The park has attracted several tenants in the past two decades that have made significant investments. Ball Corporation, a manufacturer of recyclable aluminum beverage containers, is in the midst of a $73.5 million expansion that will create 55 new jobs.
Colorado-based Ball is expanding its metal beverage packaging capabilities, said company spokesman Scott McCarty. It will enable the company to offer more than 20 can sizes and photo-quality graphics.
“Ball chose Conroe Park North because it offered a great workforce [from Conroe] as well as the room needed to expand operations,” he said.

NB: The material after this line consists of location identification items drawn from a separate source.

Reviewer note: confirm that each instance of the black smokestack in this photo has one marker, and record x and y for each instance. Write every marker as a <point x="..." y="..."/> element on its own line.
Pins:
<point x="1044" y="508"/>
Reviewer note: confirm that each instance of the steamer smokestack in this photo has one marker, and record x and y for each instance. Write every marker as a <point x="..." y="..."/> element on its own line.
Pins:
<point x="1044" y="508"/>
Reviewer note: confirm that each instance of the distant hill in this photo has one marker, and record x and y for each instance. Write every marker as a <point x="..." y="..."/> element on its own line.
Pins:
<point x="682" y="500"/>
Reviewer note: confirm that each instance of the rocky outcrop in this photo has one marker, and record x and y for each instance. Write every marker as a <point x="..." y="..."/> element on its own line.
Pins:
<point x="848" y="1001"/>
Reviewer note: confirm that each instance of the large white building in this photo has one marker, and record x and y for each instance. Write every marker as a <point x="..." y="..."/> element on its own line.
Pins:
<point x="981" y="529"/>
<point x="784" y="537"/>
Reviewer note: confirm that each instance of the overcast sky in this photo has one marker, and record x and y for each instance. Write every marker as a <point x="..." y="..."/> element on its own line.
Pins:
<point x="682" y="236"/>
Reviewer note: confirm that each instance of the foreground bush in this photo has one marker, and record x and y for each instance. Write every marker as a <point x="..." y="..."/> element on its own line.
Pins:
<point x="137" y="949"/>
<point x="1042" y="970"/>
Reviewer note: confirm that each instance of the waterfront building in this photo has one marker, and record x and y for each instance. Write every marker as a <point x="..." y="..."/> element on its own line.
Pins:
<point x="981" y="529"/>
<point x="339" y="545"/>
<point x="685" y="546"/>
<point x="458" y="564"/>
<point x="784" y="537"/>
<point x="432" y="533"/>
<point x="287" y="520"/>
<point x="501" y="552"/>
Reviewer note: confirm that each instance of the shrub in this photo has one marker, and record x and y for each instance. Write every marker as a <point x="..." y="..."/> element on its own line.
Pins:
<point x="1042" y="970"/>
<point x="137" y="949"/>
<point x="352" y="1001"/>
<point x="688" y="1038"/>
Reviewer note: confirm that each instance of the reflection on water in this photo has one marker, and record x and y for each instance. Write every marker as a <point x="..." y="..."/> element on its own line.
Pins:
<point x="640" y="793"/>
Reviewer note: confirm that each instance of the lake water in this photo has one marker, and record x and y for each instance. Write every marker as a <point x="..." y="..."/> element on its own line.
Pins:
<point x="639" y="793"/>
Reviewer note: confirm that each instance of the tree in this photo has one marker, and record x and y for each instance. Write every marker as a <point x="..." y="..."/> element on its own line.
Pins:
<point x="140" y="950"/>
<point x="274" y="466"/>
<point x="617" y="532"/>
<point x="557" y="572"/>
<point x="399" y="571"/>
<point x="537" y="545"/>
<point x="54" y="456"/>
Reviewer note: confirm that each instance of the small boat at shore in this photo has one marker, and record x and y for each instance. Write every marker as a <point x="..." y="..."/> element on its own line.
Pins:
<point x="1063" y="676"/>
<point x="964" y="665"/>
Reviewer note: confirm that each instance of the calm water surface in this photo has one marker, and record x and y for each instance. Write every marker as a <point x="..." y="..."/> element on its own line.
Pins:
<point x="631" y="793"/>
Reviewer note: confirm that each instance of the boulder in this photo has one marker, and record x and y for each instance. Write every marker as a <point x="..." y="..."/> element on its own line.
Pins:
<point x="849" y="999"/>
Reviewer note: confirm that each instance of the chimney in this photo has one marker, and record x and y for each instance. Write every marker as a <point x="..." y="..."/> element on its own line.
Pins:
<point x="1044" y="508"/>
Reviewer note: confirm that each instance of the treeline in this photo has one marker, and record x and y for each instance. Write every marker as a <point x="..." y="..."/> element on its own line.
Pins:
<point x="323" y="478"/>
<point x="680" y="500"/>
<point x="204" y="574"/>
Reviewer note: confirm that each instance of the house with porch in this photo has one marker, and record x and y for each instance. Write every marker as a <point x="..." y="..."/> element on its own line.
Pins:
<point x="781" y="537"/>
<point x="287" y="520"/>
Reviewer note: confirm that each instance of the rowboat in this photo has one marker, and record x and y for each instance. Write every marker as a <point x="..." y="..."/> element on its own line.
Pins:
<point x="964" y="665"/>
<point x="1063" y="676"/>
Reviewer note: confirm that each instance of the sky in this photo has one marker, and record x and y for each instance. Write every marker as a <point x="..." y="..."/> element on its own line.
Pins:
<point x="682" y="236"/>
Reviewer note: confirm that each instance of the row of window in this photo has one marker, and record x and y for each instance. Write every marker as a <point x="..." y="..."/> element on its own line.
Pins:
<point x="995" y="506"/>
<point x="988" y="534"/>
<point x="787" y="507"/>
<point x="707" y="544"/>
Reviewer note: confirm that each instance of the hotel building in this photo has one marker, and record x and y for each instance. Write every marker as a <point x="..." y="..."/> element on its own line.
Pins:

In addition, oil and gas service company Pro-Directional moved into a new operations facility on 15 acres of land with the park in April. The $116.68 million investment will create 140 jobs in the city, Welch said.
Welch said the park has been successful because it provides an ideal environment for companies to build and grow their facilities. The master-planned park also has covenants and restrictions on everything from landscaping to signage to help maintain the consistent, appealing aesthetics, he said.
Scott Harper, president of the Conroe/Lake Conroe Chamber of Commerce, said when companies move to the county for its business parks, their presence benefits the community.
“Once they become a member of our community, that’s when we take over on the relationship side,” he said. “Some of the organizations come in [looking for philanthropic opportunities]. We try to facilitate that for [these companies] and engage them in the chamber and community, and to be a liaison to get them in touch with local nonprofits.”
Located along FM 1097 in Montgomery, the Montgomery Summit Business Park can accommodate nearly 600,000 square feet of retail, office and warehouse space. Office spaces are available from 1,500 to 40,000 square feet, Ogorchock said.
The park has almost run out of available space in the first phase of construction, he said. As of early May, there are four suites left in the park’s existing office-warehouse section. Construction on additional buildings will begin when there are no more than three spaces available.
“For tenants we are also targeting professionals for the offices,” Ogorchock said. “We are going to have an executive office suite where we lease out individual offices for someone who doesn’t want to [commute].”
Shannan Reid, director of the Montgomery Economic Development Corporation, said the park will benefit the Montgomery community, although her office could not provide specific economic benefits.
“As hard as it seems to connect Montgomery with Houston in terms of pace of life, we truly are on a broader spectrum [of] living in Houston’s suburbs,” she said. “As businesses begin to narrow their search for a quality place to relocate, the amenities then become a higher priority [and] Montgomery is high on the list.”
Mike Meador, Montgomery County Precinct 1 commissioner, said construction of new industrial parks can be risky because their success is dependent on demand, but those risks are paying off. He said the growing list of tenants at the county’s business parks shows that as the community continues to build these properties, businesses will come.
“It’s worth the risk right now in Montgomery County to invest some money in these types of parks in anticipation that the industry will come,” Meador said. “They have, and I don’t see that changing.”